InsurTechs are ushering in a collaborative model with traditional insurance players using Application Programming Interfaces (APIs). This rapidly-evolving API economy is creating new customer touchpoints for insurers by boosting the array of insurance apps they can offer. APIs help insurers provide seamless customer protection and open up new revenue streams.

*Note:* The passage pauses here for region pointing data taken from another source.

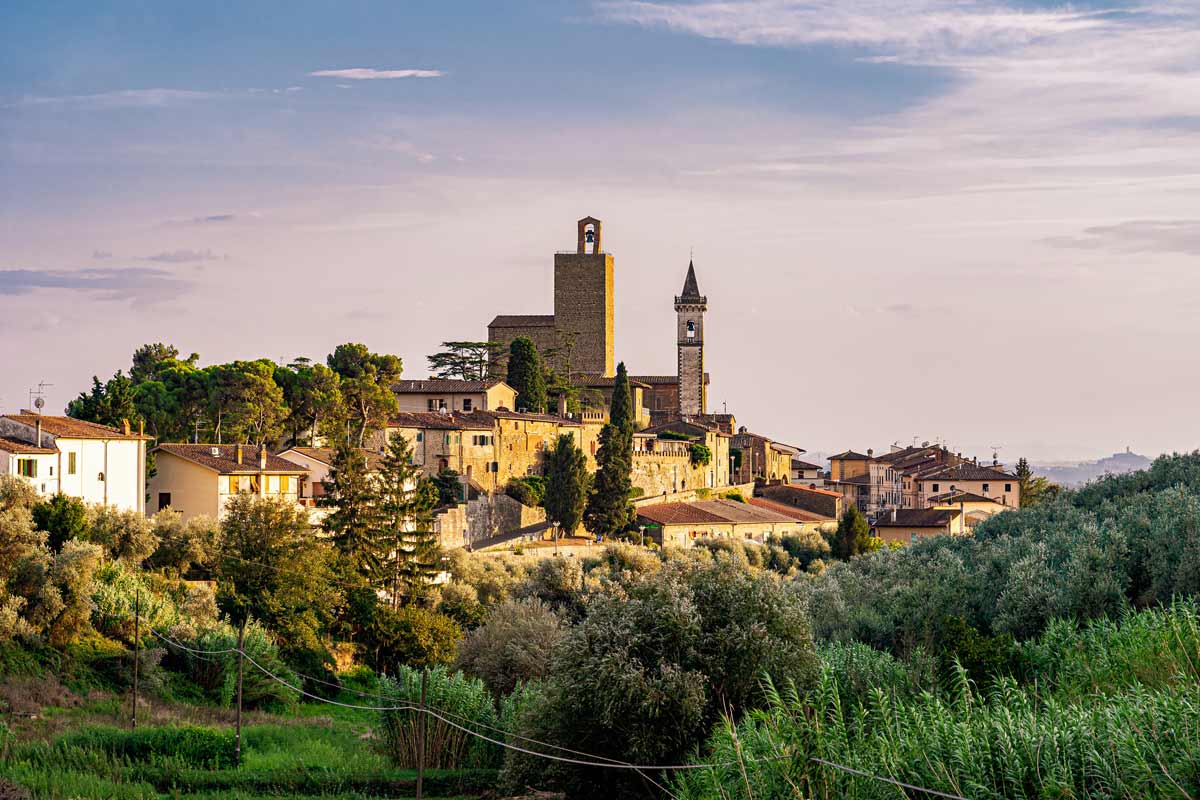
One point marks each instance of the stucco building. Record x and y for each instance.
(95, 463)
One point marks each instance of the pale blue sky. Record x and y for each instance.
(952, 218)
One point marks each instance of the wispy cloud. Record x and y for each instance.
(1138, 236)
(117, 283)
(183, 257)
(367, 73)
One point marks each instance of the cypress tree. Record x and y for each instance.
(413, 557)
(526, 376)
(567, 483)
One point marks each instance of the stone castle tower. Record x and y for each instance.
(583, 316)
(690, 307)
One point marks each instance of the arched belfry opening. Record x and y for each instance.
(588, 236)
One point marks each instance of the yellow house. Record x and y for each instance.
(455, 395)
(909, 525)
(199, 479)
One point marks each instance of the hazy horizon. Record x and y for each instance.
(942, 218)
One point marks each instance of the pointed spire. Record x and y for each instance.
(690, 289)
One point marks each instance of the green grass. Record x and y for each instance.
(319, 751)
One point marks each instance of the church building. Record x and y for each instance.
(577, 338)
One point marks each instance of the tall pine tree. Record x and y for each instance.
(610, 511)
(526, 376)
(406, 504)
(567, 483)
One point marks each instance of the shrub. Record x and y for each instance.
(513, 647)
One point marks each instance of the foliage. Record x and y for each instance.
(445, 747)
(652, 667)
(853, 535)
(529, 489)
(366, 382)
(61, 517)
(406, 503)
(514, 645)
(412, 637)
(465, 360)
(271, 567)
(526, 376)
(567, 483)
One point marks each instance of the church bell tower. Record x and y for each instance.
(690, 307)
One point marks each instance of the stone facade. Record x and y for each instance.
(583, 320)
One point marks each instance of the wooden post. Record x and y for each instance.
(420, 734)
(137, 644)
(241, 641)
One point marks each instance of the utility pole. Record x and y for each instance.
(241, 656)
(137, 644)
(420, 735)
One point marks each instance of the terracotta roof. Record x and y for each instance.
(325, 455)
(850, 455)
(435, 421)
(916, 518)
(226, 458)
(23, 447)
(439, 385)
(961, 497)
(709, 512)
(792, 512)
(969, 473)
(72, 428)
(522, 320)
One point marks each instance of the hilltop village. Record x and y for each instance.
(693, 473)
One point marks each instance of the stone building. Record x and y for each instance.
(580, 332)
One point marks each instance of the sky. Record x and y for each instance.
(961, 221)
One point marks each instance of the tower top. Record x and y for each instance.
(690, 294)
(588, 234)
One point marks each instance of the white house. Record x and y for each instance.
(82, 459)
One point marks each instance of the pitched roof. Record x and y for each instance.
(72, 428)
(963, 497)
(325, 455)
(850, 455)
(709, 512)
(792, 512)
(443, 385)
(23, 447)
(916, 518)
(436, 421)
(969, 473)
(690, 289)
(522, 320)
(223, 458)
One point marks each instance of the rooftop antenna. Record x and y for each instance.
(37, 396)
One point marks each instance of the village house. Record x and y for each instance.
(437, 395)
(679, 524)
(909, 525)
(95, 463)
(201, 479)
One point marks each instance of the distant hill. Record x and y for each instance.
(1078, 473)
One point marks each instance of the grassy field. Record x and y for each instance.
(83, 749)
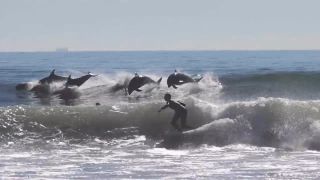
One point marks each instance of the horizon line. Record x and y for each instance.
(151, 50)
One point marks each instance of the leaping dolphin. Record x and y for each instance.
(179, 79)
(79, 81)
(47, 80)
(138, 81)
(52, 78)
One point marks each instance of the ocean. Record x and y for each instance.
(257, 115)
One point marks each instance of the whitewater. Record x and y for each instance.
(257, 113)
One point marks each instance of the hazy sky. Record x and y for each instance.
(42, 25)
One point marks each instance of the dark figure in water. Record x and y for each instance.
(138, 81)
(52, 78)
(42, 82)
(78, 81)
(179, 79)
(180, 112)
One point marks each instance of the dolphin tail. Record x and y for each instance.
(158, 82)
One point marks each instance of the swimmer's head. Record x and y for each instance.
(167, 97)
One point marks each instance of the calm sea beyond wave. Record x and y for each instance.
(257, 115)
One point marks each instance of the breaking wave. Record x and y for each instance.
(274, 122)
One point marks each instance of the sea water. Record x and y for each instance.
(258, 113)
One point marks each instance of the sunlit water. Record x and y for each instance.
(258, 113)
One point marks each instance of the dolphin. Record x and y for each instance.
(79, 81)
(179, 79)
(47, 80)
(138, 81)
(121, 86)
(52, 78)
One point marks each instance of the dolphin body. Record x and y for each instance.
(79, 81)
(179, 79)
(47, 80)
(52, 78)
(139, 81)
(121, 86)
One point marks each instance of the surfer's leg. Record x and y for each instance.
(174, 122)
(183, 117)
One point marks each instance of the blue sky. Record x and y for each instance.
(44, 25)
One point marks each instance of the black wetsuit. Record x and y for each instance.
(180, 113)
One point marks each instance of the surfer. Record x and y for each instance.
(180, 112)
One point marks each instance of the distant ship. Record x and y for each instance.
(62, 50)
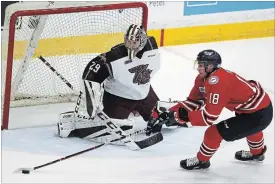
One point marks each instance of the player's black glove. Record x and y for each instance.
(158, 118)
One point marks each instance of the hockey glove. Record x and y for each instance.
(159, 117)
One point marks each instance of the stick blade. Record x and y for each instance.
(23, 170)
(150, 141)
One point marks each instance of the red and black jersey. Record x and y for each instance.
(227, 89)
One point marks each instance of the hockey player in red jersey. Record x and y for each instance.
(219, 88)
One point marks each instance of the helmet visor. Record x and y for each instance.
(131, 44)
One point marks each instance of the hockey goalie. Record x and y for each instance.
(116, 85)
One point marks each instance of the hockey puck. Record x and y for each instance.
(25, 171)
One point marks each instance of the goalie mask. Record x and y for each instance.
(135, 39)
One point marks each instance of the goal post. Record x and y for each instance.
(68, 36)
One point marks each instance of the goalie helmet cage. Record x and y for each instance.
(101, 26)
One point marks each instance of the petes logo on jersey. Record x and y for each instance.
(202, 89)
(213, 80)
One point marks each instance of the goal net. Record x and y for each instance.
(68, 35)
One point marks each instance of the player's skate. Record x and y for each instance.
(248, 156)
(194, 163)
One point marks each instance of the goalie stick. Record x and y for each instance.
(28, 170)
(117, 131)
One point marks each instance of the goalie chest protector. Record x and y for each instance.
(131, 78)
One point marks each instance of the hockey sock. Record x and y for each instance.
(256, 143)
(210, 144)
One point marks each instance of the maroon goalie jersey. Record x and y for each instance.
(224, 88)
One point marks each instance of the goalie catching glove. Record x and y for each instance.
(160, 116)
(177, 115)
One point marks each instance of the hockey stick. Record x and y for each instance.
(115, 130)
(28, 170)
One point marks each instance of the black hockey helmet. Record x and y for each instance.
(209, 56)
(135, 39)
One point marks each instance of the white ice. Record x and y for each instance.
(29, 147)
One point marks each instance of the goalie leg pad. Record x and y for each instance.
(66, 124)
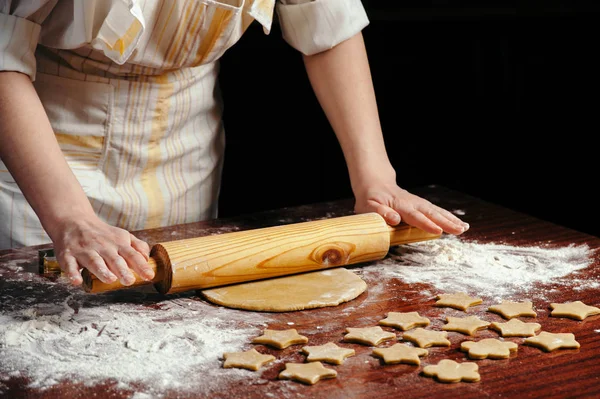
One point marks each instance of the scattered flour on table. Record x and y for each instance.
(496, 271)
(149, 351)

For example, Matic uses an API to integrate with home insurers’ systems and third-party mortgage platforms. By clicking the “request quote” button, 95% of the details needed to offer a home loan quote are pushed out automatically to the carrier. The customer only needs to answer few additional questions for a near-instant quote.
Operational efficiency through technology
InsurTechs also help traditional insurers streamline processes and achieve operational efficiency with technology such as cognitive document processing.
To illustrate, Mexico-based InsurTech Expediente Azul offers a web and mobile tool that helps insurers capture, analyze (via optical character recognition and artificial intelligence), and store insurance claim documents in the cloud. The tool manages end-to-end insurer and customer interactions during claims processing.
Increasingly, InsurTechs are also offering ways to use Robotic Process Automation (RPA) and Artificial Intelligence (AI) in the automation of insurance value chain processes. Blockchain technology is also starting to disrupt the insurance sector as it facilitates transparent, seamless, and secure data storage and data sharing, which can enable better fraud detection and prevention. Blockchain-based smart contracts allow for instant claims processing and faster payouts.
VeChain, a public blockchain platform that focuses on supply chain management and smart contracts, and Etherisc, a decentralized insurance protocol that offers common infrastructure, product templates, and insurance license-as-a-service both use blockchain technology to enable insurers to streamline claims management.
Identifying the best partner towards effective collaboration between Insurers and InsurTechs
Better customer retention, new revenue streams, and operational efficiency improvements are just some of the benefits that make InsurTechs attractive partners for insurers. InsurTechs, on the other hand, look to traditional insurers’ extensive customer bases as the key to scaling their offerings.
To help facilitate effective collaboration between insurers and InsurTechs that will perform well over time, Capgemini has created the Capgemini ScaleUp qualification program to measure the readiness of InsurTech Scale Ups (or mature startups) to effectively collaborate with insurers. The program analyses InsurTechs across four essential pillars: People, Finance, Business and Technology using a rigorous, global, and systematic approach. Post qualification, InsurTech participants receive a comprehensive evaluation and are assigned one out of the following four qualification levels: Promising ScaleUp, Emerging ScaleUp, Intermediate ScaleUp and Advanced ScaleUp.
The process helps InsurTech Scale Ups build credibility, and helps insurers select the right ScaleUp partners to build a sustainable and industrialized business model. To learn more about the program connect with me on social media.
The World InsurTech Report 2018, which launched on October 2, explores the impact of InsurTech firms and deep dives on strategic collaboration between traditional insurers and appropriately-paired InsurTechs, which can lead to a growing market and ecosystem.